A subset of transpose has been implemented. In general,
* the inplace transpose is not implemented.
* the outplace transpose is implemented if both input and output matrix are packed
* the packed outplace transpose support:
  * real to real
  * complex interleaved to complex interleaved
  * complex planar to complex planar
  * complex interleaved to complex planar
  * complex planar to complex interleaved
* transpose is implemented if only the first dimension is padded
* only two dimensional transpose is supported

Kernels are written with HIP language. `rocFFT/library/src/internal_include/rocfft_transpose_kernel.h` declares the templated kernels.
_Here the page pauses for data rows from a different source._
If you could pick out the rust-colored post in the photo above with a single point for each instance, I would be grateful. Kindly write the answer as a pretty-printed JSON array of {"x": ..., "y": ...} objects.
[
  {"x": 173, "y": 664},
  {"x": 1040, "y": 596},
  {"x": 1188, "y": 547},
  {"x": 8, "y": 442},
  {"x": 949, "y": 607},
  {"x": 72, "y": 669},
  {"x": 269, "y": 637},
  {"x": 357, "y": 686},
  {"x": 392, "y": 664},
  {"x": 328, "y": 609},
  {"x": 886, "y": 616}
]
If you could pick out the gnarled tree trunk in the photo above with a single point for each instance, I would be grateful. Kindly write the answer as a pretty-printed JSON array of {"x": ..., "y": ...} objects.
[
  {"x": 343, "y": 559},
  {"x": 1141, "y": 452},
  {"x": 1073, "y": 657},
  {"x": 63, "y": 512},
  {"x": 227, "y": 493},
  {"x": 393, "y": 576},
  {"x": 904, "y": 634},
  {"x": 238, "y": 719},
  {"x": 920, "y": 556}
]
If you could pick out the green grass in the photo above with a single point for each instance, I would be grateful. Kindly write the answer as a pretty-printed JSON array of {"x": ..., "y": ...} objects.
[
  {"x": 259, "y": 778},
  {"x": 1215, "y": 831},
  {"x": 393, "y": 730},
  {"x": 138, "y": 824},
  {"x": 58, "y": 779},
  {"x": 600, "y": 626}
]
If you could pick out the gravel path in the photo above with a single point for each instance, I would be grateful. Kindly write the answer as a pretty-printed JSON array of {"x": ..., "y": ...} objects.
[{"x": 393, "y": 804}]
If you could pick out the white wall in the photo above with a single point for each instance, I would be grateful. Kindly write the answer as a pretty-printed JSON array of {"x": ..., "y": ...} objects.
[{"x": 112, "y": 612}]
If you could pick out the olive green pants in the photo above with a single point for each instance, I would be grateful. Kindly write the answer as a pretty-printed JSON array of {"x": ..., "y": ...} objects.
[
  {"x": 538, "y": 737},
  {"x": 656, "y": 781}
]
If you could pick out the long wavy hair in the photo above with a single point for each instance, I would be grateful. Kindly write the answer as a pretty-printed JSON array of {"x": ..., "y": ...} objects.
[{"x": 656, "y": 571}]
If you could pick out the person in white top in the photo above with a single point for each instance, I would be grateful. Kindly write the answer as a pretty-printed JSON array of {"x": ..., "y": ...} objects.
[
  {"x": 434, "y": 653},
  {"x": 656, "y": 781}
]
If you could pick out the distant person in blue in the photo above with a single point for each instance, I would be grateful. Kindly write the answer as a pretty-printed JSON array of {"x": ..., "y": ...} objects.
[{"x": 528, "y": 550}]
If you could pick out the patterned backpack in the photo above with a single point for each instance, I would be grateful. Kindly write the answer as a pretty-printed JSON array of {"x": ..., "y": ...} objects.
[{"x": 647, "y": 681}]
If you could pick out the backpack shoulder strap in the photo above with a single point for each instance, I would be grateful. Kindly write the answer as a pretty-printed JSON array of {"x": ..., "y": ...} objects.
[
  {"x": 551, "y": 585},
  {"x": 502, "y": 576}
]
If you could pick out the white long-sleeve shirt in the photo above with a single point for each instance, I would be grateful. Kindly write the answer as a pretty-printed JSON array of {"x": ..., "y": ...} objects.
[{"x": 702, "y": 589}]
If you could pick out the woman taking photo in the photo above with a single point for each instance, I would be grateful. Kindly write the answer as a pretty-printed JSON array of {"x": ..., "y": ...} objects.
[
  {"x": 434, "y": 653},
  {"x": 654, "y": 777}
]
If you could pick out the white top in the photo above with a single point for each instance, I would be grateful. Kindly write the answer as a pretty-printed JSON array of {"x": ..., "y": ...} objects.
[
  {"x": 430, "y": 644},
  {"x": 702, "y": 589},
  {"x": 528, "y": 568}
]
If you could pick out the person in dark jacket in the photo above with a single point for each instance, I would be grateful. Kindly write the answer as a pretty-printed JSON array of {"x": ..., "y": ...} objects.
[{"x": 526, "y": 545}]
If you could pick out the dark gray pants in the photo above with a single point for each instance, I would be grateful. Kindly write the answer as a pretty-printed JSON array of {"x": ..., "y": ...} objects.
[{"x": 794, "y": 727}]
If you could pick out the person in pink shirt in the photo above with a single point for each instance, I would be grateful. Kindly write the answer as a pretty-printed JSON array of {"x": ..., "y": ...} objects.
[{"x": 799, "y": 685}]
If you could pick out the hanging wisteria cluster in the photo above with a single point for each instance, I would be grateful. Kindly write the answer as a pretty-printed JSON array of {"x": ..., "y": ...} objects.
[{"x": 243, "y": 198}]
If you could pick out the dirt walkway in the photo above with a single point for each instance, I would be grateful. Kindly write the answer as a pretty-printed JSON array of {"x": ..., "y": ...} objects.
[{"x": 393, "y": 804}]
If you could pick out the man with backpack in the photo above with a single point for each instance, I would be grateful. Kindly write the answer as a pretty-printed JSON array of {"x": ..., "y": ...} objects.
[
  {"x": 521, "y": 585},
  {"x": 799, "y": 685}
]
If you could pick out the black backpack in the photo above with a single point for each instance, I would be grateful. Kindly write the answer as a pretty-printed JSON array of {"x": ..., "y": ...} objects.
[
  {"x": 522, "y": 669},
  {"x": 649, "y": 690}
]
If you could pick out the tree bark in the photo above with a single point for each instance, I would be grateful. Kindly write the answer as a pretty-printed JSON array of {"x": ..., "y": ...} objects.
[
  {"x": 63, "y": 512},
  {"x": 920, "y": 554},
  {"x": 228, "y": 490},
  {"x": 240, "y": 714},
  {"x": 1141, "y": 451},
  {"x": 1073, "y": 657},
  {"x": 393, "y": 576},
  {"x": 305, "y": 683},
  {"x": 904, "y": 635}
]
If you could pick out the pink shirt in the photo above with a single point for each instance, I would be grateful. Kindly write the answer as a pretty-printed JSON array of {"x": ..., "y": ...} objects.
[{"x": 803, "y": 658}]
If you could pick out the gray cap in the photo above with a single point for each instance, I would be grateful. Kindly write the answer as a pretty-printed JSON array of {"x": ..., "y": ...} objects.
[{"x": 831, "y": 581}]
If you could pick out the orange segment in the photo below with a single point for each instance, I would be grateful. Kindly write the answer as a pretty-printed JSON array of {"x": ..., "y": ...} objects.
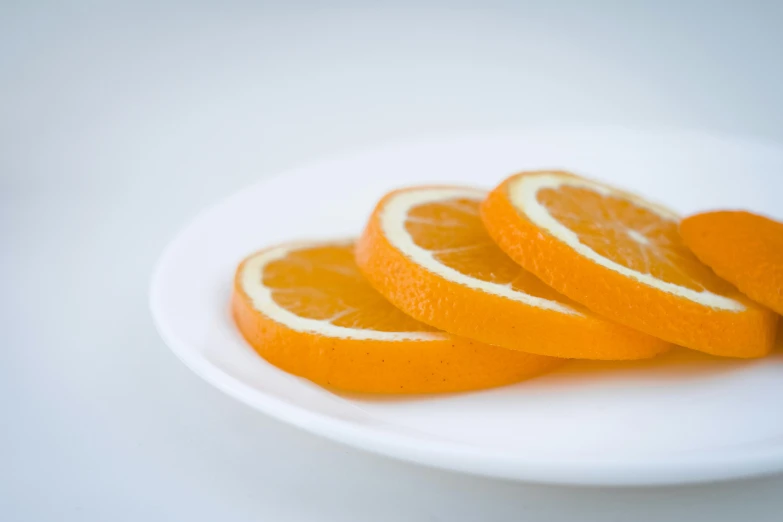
[
  {"x": 306, "y": 309},
  {"x": 622, "y": 257},
  {"x": 426, "y": 250},
  {"x": 743, "y": 248}
]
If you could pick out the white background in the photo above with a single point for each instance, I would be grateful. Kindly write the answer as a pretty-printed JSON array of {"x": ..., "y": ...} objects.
[{"x": 118, "y": 123}]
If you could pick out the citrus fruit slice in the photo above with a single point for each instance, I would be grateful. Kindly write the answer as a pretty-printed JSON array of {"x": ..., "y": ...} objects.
[
  {"x": 743, "y": 248},
  {"x": 426, "y": 250},
  {"x": 306, "y": 309},
  {"x": 623, "y": 258}
]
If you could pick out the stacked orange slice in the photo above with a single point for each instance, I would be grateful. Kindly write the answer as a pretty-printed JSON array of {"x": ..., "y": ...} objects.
[
  {"x": 454, "y": 288},
  {"x": 306, "y": 309},
  {"x": 426, "y": 250},
  {"x": 622, "y": 257}
]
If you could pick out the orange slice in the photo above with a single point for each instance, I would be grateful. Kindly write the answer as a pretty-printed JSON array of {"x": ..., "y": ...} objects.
[
  {"x": 743, "y": 248},
  {"x": 426, "y": 250},
  {"x": 623, "y": 258},
  {"x": 306, "y": 309}
]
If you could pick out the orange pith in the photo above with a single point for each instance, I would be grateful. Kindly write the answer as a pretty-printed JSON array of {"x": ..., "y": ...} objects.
[
  {"x": 624, "y": 233},
  {"x": 743, "y": 248},
  {"x": 630, "y": 235},
  {"x": 322, "y": 321},
  {"x": 490, "y": 298}
]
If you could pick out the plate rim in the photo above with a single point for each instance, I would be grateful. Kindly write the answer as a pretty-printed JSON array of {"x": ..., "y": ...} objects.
[{"x": 655, "y": 470}]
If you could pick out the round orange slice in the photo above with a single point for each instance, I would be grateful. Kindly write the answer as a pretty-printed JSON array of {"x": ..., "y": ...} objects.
[
  {"x": 743, "y": 248},
  {"x": 306, "y": 309},
  {"x": 622, "y": 257},
  {"x": 426, "y": 250}
]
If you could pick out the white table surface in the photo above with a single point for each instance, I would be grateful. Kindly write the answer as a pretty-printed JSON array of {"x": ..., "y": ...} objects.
[{"x": 118, "y": 124}]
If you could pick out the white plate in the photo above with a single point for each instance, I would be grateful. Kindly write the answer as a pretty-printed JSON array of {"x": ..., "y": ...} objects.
[{"x": 681, "y": 418}]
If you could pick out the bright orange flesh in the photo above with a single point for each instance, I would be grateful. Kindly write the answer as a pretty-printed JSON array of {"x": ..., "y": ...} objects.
[
  {"x": 453, "y": 232},
  {"x": 322, "y": 282},
  {"x": 617, "y": 228},
  {"x": 743, "y": 248}
]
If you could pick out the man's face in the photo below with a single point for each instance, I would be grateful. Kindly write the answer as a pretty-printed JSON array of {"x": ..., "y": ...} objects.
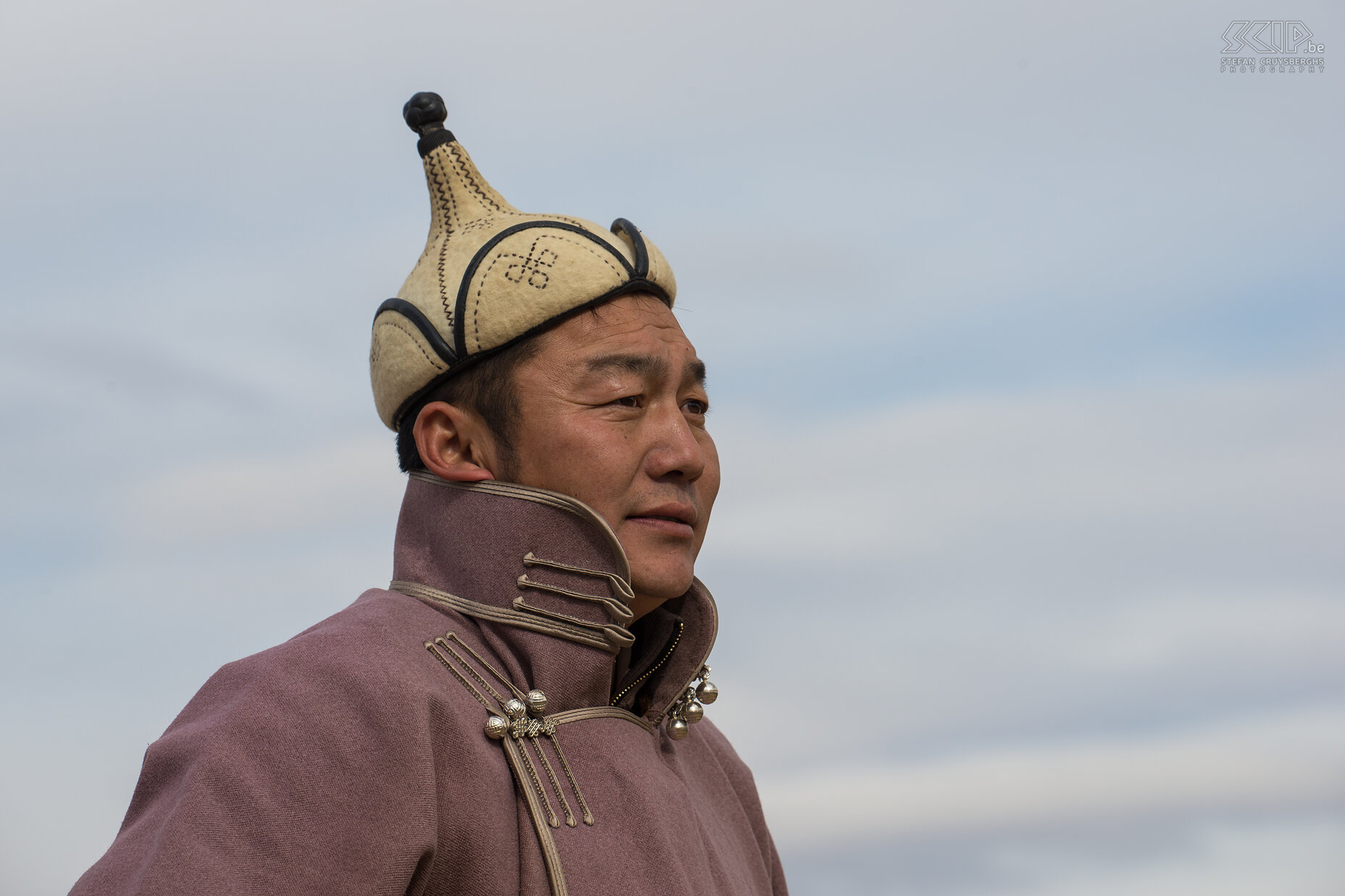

In general, there are five template parameters to each kernel:
`template<typename T, int micro_tile_col_size, int micro_tile_row_size, int wg_col_size, int wg_row_size>`
, where `T` states the data type (`float` or `double`, sometimes `T2` is also needed for `float2` and `double2`), `micro_tile_col_size` and `micro_tile_row_size` are the sizes of micro tile for different dimensions. `wg_col_size` and `wg_row_size` depicts the work-group size.

## Samples

Samples can be found under `rocFFT/clients/samples/`. `transpose_outplace_1024` contains the sample code of conducting a real-to-real transposition while `transpose_outplace_complex` contains the sample code of conducting a complex-interleaved-to-complex-interleaved transposition. Both samples print out a subblock of original matrix and transposed matrix as well as verify the correctness.

## Tests

The correctness of transposition are directly tested with the GTEST framework. Testing code can be found at `rocFFT/clients/tests/`. All supported transpose cases described in Limitation are tested.

For packed data, the matrix sizes are selected from `matrix_size_small_pow2_range`, `matrix_size_middle_pow2_range` and `matrix_size_middle_range`. Batch sizes are selected from `batch_size_small_range`.

The templated testing host code and reference code are declared and defined in `rocFFT/clients/tests/accuracy_test_common.h`.